When it comes to sin, there is nothing clean about it. It is forever a part of us as it infects our entire being with its dirt and grime. We think that we can scrape it off by ourselves, yet we despair with no avail. We are reminded during the Lenten season, beginning with Ash Wednesday, that to dust we are and to dust we shall return. We are essentially made of the dust of the ground because of the Fall into Sin. We wallow in it day and night, crawling from the depths of woe and crying with a penitential fervor, “Create in me a clean heart, O God! O Lord, have mercy upon me!”

Our journey this Lenten season is a journey through the mud of our sin, but it is one in which Jesus steps into the mud to take our filthy heart and all its sin upon Himself on the cross. We continue to live in this daily sin with cries for release, but as those who are redeemed we look to the cross and hear God’s Gospel that says, “I baptize you for the forgiveness of sins,” “I forgive you all your sins,” and “My Body and Blood given to you for the forgiveness of sins,” all in the triune name of God: Father, Son, and Holy Spirit.

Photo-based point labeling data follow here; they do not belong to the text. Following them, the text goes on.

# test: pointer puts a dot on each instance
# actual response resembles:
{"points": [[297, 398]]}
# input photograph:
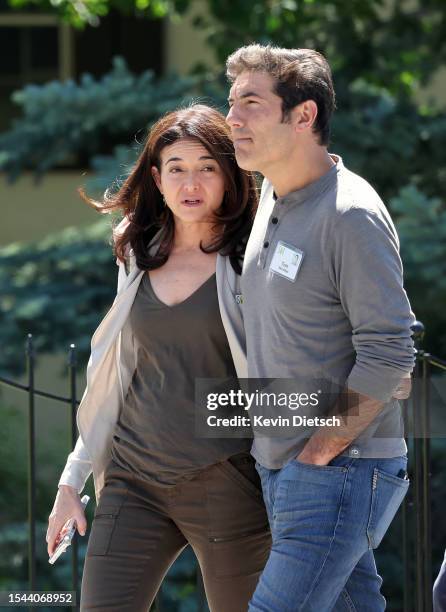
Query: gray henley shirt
{"points": [[344, 317]]}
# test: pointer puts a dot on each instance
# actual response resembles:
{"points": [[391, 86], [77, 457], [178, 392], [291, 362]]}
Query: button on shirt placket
{"points": [[271, 228]]}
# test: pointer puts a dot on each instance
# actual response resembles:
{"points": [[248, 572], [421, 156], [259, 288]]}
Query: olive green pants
{"points": [[139, 530]]}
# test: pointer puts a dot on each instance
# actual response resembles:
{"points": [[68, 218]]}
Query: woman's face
{"points": [[190, 180]]}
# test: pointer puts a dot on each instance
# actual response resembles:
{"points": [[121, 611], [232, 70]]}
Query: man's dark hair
{"points": [[299, 75]]}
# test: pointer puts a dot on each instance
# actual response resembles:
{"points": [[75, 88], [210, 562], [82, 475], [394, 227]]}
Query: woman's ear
{"points": [[156, 177]]}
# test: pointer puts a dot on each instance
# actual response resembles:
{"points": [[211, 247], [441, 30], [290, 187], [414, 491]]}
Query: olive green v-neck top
{"points": [[155, 433]]}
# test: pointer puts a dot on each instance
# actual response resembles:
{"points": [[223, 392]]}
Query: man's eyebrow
{"points": [[248, 94], [181, 159]]}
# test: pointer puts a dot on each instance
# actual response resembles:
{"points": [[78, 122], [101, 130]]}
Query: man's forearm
{"points": [[356, 412]]}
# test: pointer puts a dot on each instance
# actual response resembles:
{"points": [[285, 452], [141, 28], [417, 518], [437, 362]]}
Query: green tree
{"points": [[387, 44]]}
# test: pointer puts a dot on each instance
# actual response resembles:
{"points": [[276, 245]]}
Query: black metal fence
{"points": [[416, 515]]}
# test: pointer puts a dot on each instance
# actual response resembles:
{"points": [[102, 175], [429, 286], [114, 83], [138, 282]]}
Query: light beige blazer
{"points": [[113, 362]]}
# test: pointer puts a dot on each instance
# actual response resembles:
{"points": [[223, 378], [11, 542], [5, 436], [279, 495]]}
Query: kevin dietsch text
{"points": [[296, 420], [258, 399]]}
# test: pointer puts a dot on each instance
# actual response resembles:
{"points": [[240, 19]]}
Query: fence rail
{"points": [[416, 508]]}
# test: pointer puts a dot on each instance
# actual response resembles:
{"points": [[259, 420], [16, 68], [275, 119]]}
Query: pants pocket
{"points": [[388, 491], [242, 471], [103, 527], [241, 555]]}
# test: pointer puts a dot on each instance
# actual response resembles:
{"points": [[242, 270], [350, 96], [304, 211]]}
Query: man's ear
{"points": [[304, 115], [156, 177]]}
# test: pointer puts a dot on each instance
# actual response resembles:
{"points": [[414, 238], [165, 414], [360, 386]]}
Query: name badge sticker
{"points": [[286, 261]]}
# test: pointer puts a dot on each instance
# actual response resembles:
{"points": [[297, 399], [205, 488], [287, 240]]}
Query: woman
{"points": [[187, 210]]}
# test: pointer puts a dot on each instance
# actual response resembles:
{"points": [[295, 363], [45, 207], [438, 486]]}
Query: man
{"points": [[323, 263]]}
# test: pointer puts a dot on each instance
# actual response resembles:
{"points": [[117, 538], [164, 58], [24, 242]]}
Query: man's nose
{"points": [[233, 118]]}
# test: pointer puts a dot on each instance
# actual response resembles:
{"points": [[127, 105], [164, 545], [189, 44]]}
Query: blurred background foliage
{"points": [[383, 54]]}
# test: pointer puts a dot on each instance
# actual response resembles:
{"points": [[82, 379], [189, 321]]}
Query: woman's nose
{"points": [[191, 181]]}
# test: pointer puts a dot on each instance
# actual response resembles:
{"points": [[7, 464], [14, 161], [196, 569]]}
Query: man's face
{"points": [[260, 138]]}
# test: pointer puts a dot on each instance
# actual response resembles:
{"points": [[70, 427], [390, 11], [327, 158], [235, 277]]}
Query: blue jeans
{"points": [[325, 521]]}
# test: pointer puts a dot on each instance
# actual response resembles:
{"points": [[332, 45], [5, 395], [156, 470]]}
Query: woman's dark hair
{"points": [[142, 204]]}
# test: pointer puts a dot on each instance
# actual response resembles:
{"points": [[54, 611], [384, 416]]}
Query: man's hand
{"points": [[67, 505], [404, 388], [355, 412]]}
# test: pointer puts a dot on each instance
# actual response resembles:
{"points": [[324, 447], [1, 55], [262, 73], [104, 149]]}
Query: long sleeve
{"points": [[77, 468], [369, 278]]}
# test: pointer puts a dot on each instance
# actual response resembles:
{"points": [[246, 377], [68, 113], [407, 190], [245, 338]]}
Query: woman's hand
{"points": [[67, 505]]}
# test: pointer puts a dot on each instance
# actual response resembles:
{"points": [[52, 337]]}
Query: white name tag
{"points": [[286, 261]]}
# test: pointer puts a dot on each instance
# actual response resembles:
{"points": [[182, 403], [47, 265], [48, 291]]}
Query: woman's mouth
{"points": [[191, 202]]}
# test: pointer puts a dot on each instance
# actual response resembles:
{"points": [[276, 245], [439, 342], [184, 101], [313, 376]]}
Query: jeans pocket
{"points": [[388, 491]]}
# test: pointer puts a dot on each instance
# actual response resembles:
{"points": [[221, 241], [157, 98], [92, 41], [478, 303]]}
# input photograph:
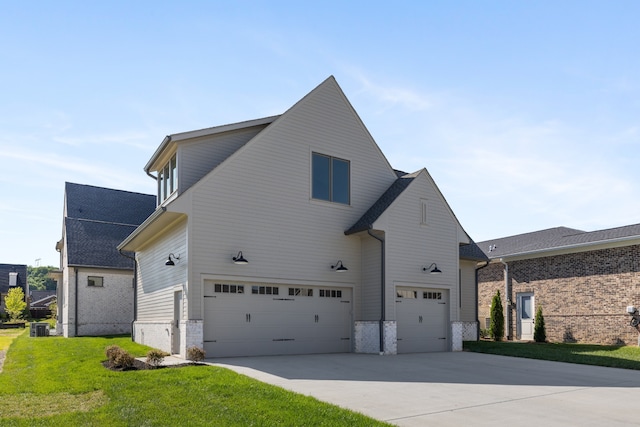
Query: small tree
{"points": [[496, 327], [539, 331], [15, 304]]}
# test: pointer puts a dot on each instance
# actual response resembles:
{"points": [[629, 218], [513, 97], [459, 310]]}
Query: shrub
{"points": [[496, 327], [15, 304], [156, 357], [112, 353], [196, 354], [539, 330], [124, 360]]}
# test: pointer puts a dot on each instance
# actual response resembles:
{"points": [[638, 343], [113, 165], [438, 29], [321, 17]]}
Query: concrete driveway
{"points": [[456, 389]]}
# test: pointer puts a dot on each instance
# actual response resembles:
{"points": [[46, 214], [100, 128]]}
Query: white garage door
{"points": [[256, 319], [422, 320]]}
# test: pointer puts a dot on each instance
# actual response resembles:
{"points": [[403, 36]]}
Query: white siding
{"points": [[156, 281], [410, 245], [259, 200], [198, 157], [468, 293]]}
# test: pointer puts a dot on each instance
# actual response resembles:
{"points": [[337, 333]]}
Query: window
{"points": [[228, 289], [330, 179], [432, 295], [304, 292], [424, 212], [95, 281], [403, 293], [168, 179], [264, 290], [330, 293]]}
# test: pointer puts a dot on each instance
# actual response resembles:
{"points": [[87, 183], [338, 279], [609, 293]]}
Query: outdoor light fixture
{"points": [[435, 269], [239, 259], [170, 260], [339, 267]]}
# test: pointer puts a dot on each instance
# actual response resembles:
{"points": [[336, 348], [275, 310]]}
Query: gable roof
{"points": [[557, 239], [388, 197], [97, 220]]}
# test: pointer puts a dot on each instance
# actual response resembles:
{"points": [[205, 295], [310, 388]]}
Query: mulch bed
{"points": [[139, 365]]}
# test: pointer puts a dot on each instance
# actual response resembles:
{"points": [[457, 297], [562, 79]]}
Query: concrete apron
{"points": [[453, 389]]}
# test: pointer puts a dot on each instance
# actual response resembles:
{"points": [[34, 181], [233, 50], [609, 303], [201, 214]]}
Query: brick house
{"points": [[583, 281]]}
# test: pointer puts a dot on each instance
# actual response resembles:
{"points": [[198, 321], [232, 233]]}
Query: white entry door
{"points": [[526, 313]]}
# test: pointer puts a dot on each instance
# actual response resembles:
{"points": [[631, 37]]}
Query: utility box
{"points": [[39, 329]]}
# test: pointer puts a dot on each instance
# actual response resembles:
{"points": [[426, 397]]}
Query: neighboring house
{"points": [[292, 234], [40, 302], [95, 287], [582, 280], [12, 276]]}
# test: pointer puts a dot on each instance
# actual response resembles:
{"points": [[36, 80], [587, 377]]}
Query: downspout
{"points": [[507, 296], [382, 290], [135, 291], [477, 296], [75, 322]]}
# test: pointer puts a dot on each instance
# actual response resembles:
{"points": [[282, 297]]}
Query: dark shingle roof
{"points": [[98, 219], [554, 238], [381, 205], [5, 269], [472, 252], [108, 205]]}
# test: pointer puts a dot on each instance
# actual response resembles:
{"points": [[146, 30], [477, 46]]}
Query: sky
{"points": [[526, 114]]}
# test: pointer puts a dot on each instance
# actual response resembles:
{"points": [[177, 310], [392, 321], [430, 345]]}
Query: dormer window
{"points": [[330, 179], [168, 179]]}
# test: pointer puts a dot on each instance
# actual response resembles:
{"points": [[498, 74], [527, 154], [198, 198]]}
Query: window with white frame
{"points": [[168, 179], [330, 179], [95, 281]]}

For you. In the thick of suffering. In the midst of sin. All Jesus. All His work. All your salvation. For you.

Luther once said, “Every time you wash your hands, remember your Baptism.” Every dust of sin is a part of us, but in Christ it is washed away. In Christ we are a new creation, and in Christ we return to His promises by faith. We all like sheep have gone astray and are covered in the murkiness of sin, but Christ has covered Himself with our iniquities and has given us a clean heart and a right spirit within Him.

Create in me a clean heart, O God,
And renew a right spirit within me.
Cast me not away from thy presence,
And take not thy Holy Spirit from me.
Restore unto me the joy of thy salvation,
And uphold with thy free spirit.
Amen.

Bethany Woelmer is a member at St. John’s Evangelical Lutheran Church in Topeka, Kansas and a graduate student in church music at the University of Kansas.